Analyze the time complexity of the following code snippet.
import numpy as np
arr = np.random.randint(0, 1000, size=1000)
k = 10
part = np.partition(arr, k)
result = part[:k]
This code finds the smallest 10 elements in an array of 1000 random numbers using partial sorting.
Look for loops or repeated steps inside the function.
- Primary operation: Partitioning the array around the kth element.
- How many times: The operation scans parts of the array multiple times but does not fully sort it.
As the array size grows, the time to partially sort grows roughly in a way that is faster than full sorting.
| Input Size (n) | Approx.

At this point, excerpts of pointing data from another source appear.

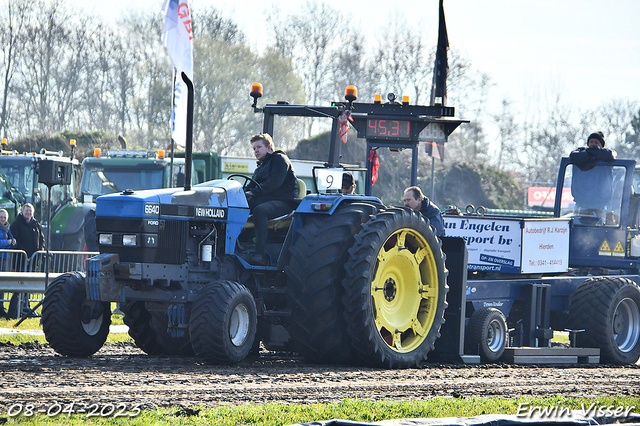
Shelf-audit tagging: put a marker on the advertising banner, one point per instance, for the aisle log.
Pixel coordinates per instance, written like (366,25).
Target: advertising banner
(493,244)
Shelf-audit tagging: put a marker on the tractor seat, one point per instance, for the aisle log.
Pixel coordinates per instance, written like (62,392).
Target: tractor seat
(282,222)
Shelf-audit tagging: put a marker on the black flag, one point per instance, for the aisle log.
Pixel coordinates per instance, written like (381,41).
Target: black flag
(439,87)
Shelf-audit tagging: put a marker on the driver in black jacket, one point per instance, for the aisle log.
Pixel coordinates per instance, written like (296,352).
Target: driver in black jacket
(276,193)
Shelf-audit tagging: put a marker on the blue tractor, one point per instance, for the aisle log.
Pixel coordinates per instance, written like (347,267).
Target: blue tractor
(349,279)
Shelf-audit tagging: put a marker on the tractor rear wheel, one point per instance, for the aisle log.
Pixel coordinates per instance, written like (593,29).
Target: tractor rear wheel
(223,323)
(314,290)
(138,319)
(487,334)
(73,325)
(608,309)
(395,289)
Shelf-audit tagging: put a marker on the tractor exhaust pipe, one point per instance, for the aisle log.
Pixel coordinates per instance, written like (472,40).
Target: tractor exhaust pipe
(189,142)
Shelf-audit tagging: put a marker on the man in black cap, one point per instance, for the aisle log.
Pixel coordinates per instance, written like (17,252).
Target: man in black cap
(592,186)
(416,200)
(348,184)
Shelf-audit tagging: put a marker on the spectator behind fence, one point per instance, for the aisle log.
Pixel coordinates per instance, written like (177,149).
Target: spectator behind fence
(6,242)
(27,231)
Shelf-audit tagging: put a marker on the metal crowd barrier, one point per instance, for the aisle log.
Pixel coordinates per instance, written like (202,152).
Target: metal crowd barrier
(27,275)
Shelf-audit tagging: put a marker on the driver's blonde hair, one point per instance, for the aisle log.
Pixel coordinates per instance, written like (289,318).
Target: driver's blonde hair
(266,137)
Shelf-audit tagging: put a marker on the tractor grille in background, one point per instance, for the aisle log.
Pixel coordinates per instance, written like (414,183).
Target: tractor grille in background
(172,242)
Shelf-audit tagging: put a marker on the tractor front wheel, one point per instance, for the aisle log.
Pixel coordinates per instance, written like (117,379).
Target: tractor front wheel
(223,323)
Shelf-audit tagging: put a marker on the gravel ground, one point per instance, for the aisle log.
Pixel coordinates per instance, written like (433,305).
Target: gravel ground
(122,375)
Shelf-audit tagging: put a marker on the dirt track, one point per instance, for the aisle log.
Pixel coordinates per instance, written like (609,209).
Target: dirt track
(122,374)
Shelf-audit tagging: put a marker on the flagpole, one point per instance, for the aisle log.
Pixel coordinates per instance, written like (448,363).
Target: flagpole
(173,98)
(433,181)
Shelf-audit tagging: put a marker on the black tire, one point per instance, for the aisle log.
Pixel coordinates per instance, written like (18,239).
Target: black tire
(74,242)
(384,302)
(223,323)
(171,345)
(608,309)
(487,334)
(138,319)
(14,310)
(314,291)
(73,325)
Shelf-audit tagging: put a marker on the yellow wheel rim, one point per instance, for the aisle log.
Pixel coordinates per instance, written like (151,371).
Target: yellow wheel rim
(404,290)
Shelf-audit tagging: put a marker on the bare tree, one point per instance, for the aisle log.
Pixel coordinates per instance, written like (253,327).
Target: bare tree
(43,52)
(509,137)
(312,39)
(15,16)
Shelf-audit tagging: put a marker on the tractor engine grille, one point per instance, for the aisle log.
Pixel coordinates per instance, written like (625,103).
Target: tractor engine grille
(157,241)
(172,242)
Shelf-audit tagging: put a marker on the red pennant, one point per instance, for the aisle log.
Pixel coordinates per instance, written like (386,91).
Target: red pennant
(345,117)
(375,165)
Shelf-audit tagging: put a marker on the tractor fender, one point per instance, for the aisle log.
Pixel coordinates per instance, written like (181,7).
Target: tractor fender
(70,218)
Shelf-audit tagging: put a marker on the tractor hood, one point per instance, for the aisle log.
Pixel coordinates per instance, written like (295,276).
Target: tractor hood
(210,200)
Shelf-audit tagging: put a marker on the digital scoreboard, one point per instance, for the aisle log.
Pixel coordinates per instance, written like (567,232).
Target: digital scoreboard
(388,129)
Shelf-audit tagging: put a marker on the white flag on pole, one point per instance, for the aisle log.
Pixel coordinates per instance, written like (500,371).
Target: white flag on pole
(177,37)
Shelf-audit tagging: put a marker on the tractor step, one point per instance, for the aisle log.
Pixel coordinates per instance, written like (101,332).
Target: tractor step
(272,290)
(286,313)
(527,355)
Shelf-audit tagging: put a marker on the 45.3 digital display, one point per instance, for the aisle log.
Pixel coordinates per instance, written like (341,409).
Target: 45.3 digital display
(388,129)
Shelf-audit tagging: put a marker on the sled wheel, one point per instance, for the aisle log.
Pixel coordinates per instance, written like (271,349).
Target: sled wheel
(608,309)
(223,323)
(487,334)
(73,325)
(395,289)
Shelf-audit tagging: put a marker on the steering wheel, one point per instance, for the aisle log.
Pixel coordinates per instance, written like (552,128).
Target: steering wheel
(247,179)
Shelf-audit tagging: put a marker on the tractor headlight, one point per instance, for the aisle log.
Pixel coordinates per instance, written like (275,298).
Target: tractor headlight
(129,240)
(105,239)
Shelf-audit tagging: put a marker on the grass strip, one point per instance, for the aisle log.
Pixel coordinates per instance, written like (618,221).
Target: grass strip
(277,414)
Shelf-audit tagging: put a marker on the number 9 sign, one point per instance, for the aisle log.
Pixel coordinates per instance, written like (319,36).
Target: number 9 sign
(329,179)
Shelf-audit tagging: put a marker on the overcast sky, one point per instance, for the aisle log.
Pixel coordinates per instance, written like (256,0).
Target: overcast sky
(588,51)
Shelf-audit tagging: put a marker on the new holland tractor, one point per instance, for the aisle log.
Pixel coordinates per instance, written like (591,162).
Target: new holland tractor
(349,279)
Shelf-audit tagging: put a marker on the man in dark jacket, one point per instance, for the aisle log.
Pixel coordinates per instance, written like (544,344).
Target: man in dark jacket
(415,199)
(27,231)
(274,197)
(592,186)
(29,237)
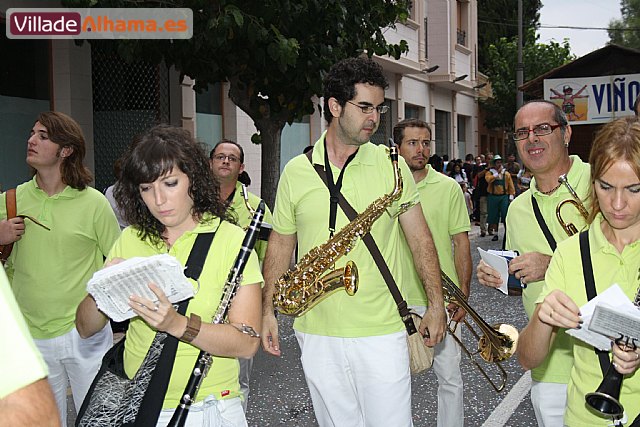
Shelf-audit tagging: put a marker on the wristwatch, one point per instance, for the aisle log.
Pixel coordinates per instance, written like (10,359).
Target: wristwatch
(193,328)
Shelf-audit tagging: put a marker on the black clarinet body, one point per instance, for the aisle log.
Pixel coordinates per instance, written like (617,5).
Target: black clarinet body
(205,360)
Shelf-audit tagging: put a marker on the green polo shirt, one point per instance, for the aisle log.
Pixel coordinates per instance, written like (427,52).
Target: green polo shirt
(222,380)
(302,207)
(444,208)
(22,363)
(609,267)
(243,217)
(524,235)
(49,270)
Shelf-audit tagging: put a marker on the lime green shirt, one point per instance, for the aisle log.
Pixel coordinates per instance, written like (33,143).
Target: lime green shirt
(609,267)
(222,380)
(242,215)
(524,235)
(445,210)
(302,207)
(22,363)
(49,270)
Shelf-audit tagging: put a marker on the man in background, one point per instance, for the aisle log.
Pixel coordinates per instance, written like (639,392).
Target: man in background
(444,208)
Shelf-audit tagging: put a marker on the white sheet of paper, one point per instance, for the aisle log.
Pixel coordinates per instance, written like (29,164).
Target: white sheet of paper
(612,297)
(496,260)
(111,287)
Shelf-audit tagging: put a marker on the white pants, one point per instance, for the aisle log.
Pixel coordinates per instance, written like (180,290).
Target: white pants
(549,403)
(210,413)
(446,366)
(245,374)
(71,359)
(356,382)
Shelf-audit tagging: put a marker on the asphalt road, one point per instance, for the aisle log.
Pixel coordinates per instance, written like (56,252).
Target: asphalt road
(279,395)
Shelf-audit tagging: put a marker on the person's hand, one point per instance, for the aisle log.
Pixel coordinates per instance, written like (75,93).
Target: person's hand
(433,324)
(488,276)
(529,267)
(269,336)
(456,312)
(626,359)
(11,230)
(159,315)
(558,309)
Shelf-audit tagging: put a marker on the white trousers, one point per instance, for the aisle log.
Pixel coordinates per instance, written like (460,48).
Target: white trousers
(446,366)
(71,359)
(357,382)
(549,403)
(210,413)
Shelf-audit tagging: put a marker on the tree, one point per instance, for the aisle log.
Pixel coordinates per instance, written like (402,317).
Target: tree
(274,54)
(498,19)
(626,31)
(538,58)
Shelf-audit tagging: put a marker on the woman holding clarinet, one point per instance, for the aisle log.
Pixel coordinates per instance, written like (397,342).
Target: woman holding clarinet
(170,197)
(588,264)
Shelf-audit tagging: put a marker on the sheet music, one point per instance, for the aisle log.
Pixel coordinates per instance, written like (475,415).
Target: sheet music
(499,260)
(111,287)
(606,316)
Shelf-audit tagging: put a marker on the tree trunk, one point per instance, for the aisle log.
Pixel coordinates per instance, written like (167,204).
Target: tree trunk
(270,133)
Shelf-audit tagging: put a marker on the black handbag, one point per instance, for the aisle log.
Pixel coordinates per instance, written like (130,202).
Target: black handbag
(115,400)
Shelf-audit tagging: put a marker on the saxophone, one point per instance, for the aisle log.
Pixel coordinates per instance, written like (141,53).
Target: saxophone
(305,285)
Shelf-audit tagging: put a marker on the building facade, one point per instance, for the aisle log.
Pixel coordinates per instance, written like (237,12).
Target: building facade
(435,81)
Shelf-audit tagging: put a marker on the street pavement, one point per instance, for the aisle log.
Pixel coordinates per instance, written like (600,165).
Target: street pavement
(279,394)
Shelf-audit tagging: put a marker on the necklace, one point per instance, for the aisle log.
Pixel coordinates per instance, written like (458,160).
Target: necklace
(546,193)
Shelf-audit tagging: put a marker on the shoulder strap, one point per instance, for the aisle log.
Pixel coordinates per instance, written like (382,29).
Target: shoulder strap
(153,399)
(12,211)
(375,254)
(590,286)
(543,225)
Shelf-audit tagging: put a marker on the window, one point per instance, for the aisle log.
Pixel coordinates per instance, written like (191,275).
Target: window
(443,132)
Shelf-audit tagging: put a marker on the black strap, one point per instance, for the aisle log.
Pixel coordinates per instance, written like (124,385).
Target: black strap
(590,286)
(153,399)
(334,189)
(543,225)
(368,240)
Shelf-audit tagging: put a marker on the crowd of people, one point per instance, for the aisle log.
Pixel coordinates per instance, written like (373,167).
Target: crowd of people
(171,195)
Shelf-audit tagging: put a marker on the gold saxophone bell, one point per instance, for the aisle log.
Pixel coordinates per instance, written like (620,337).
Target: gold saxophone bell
(569,228)
(496,343)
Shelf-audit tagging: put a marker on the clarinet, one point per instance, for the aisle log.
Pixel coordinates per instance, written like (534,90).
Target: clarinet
(205,360)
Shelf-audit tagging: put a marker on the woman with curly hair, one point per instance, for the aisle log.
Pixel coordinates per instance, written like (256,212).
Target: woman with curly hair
(169,196)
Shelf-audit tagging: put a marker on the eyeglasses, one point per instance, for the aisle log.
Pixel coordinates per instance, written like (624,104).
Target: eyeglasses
(368,109)
(222,157)
(539,130)
(425,143)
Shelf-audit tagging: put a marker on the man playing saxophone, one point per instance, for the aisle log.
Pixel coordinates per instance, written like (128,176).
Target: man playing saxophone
(354,350)
(444,208)
(542,135)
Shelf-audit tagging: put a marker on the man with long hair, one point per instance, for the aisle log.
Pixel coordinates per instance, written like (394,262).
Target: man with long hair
(54,256)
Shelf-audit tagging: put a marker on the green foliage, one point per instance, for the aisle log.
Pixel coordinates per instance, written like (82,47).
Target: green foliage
(626,31)
(499,18)
(502,58)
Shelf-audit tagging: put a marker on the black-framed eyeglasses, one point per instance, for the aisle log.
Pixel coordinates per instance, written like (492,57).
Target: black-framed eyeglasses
(368,109)
(222,157)
(425,143)
(539,130)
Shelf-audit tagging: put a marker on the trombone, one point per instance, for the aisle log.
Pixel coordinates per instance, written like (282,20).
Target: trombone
(496,343)
(569,228)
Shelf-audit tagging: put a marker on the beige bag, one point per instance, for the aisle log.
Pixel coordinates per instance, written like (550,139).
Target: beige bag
(420,356)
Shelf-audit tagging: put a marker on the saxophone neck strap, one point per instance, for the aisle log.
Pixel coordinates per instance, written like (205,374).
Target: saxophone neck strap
(368,240)
(590,287)
(542,224)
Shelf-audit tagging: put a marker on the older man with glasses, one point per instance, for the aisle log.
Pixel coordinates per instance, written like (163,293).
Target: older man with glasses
(542,135)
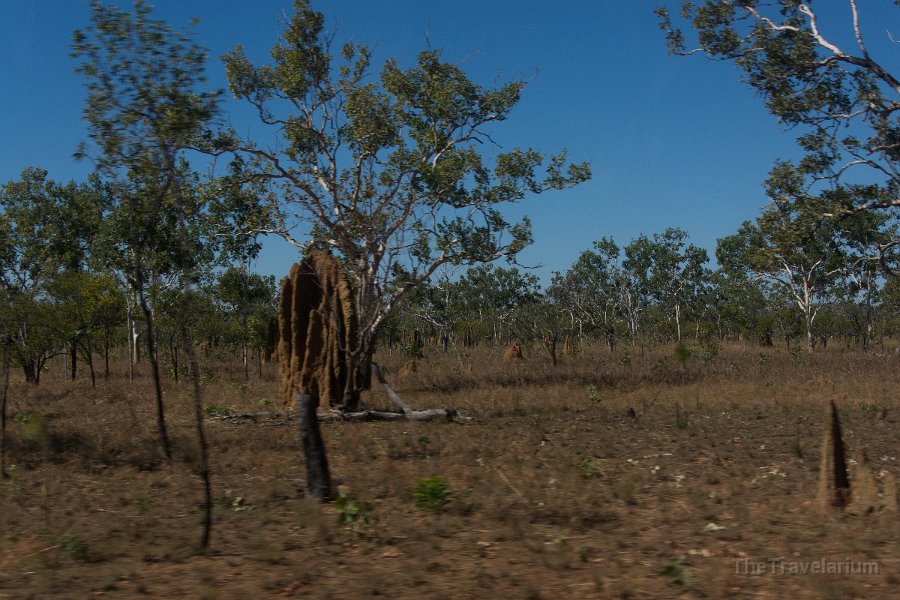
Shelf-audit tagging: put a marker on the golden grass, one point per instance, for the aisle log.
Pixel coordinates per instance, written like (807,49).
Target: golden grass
(558,491)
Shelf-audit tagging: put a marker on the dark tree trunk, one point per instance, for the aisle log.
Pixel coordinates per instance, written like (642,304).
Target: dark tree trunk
(106,355)
(174,348)
(88,356)
(157,384)
(32,371)
(318,478)
(201,440)
(4,394)
(73,355)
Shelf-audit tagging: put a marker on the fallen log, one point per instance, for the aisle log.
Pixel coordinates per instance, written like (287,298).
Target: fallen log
(379,415)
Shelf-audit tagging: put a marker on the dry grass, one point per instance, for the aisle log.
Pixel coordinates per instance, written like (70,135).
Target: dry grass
(558,491)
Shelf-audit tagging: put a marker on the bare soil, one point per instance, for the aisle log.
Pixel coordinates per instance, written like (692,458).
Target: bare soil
(613,475)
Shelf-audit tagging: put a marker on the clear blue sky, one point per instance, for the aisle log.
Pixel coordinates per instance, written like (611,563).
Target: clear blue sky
(673,141)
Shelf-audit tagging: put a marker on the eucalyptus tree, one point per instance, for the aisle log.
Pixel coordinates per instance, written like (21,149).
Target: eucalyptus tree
(238,210)
(790,245)
(495,299)
(842,99)
(45,232)
(388,170)
(594,292)
(145,109)
(670,271)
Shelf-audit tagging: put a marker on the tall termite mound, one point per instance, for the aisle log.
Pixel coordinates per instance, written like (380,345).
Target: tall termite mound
(863,495)
(317,332)
(834,484)
(317,328)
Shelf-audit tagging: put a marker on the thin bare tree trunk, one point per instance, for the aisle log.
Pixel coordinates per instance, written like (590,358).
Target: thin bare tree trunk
(318,478)
(3,398)
(157,383)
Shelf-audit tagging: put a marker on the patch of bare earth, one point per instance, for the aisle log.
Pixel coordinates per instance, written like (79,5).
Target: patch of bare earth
(613,475)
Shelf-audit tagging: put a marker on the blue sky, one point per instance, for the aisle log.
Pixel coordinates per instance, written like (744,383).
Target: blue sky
(674,142)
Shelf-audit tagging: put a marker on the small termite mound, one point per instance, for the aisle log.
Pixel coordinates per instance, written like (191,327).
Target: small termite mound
(514,352)
(864,499)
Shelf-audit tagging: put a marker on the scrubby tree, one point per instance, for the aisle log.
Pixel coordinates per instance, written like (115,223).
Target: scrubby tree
(146,108)
(841,98)
(45,231)
(389,171)
(670,271)
(595,292)
(790,245)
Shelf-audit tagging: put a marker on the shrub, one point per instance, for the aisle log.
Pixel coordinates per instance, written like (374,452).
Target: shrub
(432,493)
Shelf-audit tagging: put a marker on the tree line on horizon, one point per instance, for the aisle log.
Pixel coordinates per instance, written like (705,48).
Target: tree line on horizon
(385,168)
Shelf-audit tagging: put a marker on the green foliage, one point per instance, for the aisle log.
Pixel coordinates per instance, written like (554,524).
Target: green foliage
(73,545)
(355,513)
(797,449)
(361,134)
(432,493)
(840,103)
(682,354)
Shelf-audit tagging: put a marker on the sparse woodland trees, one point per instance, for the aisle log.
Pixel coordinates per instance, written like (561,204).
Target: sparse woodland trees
(145,109)
(387,170)
(840,97)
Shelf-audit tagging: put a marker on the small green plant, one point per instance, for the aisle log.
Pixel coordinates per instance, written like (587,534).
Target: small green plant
(432,493)
(74,546)
(711,350)
(9,484)
(799,355)
(355,513)
(218,411)
(589,467)
(677,572)
(144,502)
(683,354)
(35,427)
(797,448)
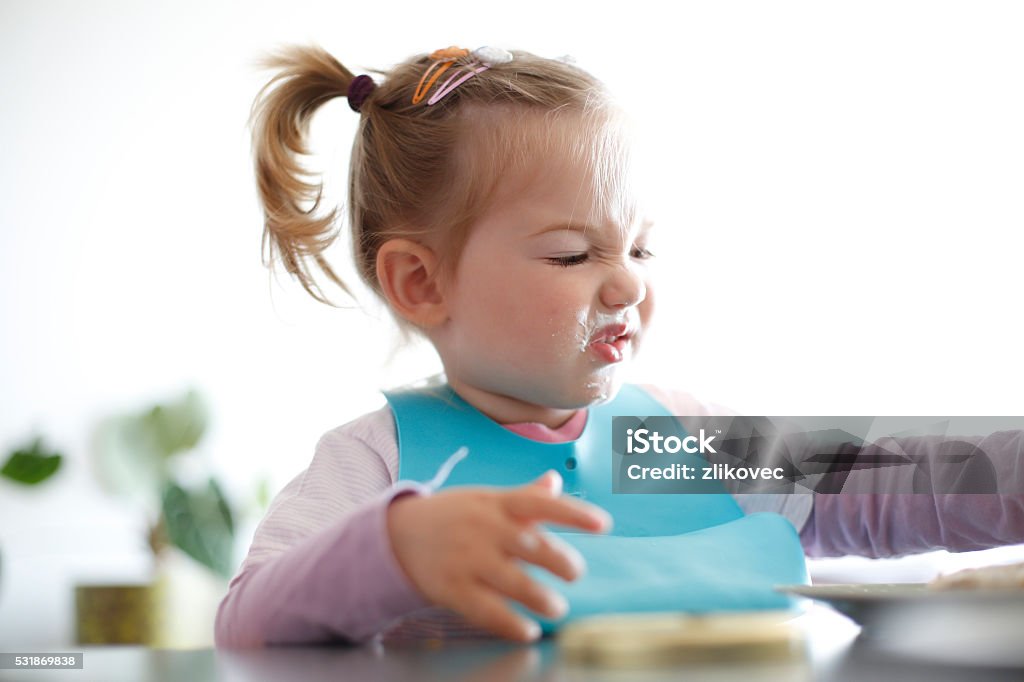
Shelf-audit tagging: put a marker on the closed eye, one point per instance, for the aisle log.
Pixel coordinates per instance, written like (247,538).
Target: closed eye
(568,261)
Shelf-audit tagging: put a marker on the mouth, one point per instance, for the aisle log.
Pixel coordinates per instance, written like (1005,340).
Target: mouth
(609,342)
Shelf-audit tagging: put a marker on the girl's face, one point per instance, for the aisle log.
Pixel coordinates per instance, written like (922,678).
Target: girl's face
(550,299)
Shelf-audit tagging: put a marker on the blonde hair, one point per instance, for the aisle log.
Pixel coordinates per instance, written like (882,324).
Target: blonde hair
(418,171)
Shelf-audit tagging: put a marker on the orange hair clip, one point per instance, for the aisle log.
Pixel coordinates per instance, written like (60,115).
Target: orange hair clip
(443,58)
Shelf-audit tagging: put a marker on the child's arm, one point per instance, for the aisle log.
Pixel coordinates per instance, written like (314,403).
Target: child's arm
(321,566)
(339,584)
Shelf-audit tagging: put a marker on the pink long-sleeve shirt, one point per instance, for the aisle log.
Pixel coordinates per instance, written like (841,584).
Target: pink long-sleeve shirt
(321,566)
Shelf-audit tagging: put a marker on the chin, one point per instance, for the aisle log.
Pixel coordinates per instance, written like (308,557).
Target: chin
(600,391)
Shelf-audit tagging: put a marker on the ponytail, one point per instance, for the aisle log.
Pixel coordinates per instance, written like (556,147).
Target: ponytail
(306,78)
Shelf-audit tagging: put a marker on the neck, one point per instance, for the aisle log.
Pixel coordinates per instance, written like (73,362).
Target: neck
(506,410)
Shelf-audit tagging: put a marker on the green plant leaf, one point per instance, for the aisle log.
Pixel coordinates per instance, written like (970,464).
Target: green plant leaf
(200,523)
(177,426)
(32,464)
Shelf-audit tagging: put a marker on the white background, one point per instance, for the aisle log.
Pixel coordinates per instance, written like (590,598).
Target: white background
(838,190)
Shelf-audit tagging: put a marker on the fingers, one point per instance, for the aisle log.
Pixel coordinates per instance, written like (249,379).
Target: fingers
(512,582)
(545,550)
(531,505)
(485,608)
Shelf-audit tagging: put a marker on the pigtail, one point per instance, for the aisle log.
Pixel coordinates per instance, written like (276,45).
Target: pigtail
(307,77)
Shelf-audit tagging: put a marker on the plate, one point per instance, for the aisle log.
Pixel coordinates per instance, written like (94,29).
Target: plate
(981,627)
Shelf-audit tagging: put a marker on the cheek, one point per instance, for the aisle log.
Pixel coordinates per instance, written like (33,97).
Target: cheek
(646,306)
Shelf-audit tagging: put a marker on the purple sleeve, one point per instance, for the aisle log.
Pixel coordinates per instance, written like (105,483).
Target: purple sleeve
(885,523)
(342,584)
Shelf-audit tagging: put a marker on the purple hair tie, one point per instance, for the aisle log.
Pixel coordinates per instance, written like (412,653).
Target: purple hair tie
(358,90)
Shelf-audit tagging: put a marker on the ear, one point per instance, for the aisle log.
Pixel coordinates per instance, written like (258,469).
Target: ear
(408,272)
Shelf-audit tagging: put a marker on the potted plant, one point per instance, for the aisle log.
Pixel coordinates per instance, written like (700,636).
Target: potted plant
(153,459)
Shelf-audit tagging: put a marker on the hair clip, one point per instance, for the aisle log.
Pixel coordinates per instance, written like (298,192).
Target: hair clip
(484,57)
(467,73)
(492,55)
(443,58)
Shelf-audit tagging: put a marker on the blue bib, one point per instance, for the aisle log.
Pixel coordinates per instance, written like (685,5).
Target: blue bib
(683,552)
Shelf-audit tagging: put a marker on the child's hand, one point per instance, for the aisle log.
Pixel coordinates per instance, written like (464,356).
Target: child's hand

Operations |
|---|---|
| 10 | About 20-30 operations |
| 100 | About 300-400 operations |
| 1000 | About 4000-5000 operations |
Pattern observation: The operations grow a bit faster than linearly but much slower than fully sorting the array.
Time Complexity: O(n)
This means the time to partially sort grows roughly in direct proportion to the size of the input array.
[X] Wrong: "Partial sorting with np.partition() takes as long as fully sorting the array."
[OK] Correct: Partial sorting only rearranges elements around the kth position, so it avoids the full sorting cost and runs faster.
Understanding how partial sorting works and its time cost shows you can choose the right tool for finding top elements efficiently, a useful skill in many data tasks.
"What if we asked for the top k elements multiple times on the same array? How would the time complexity change if we reused partial results?"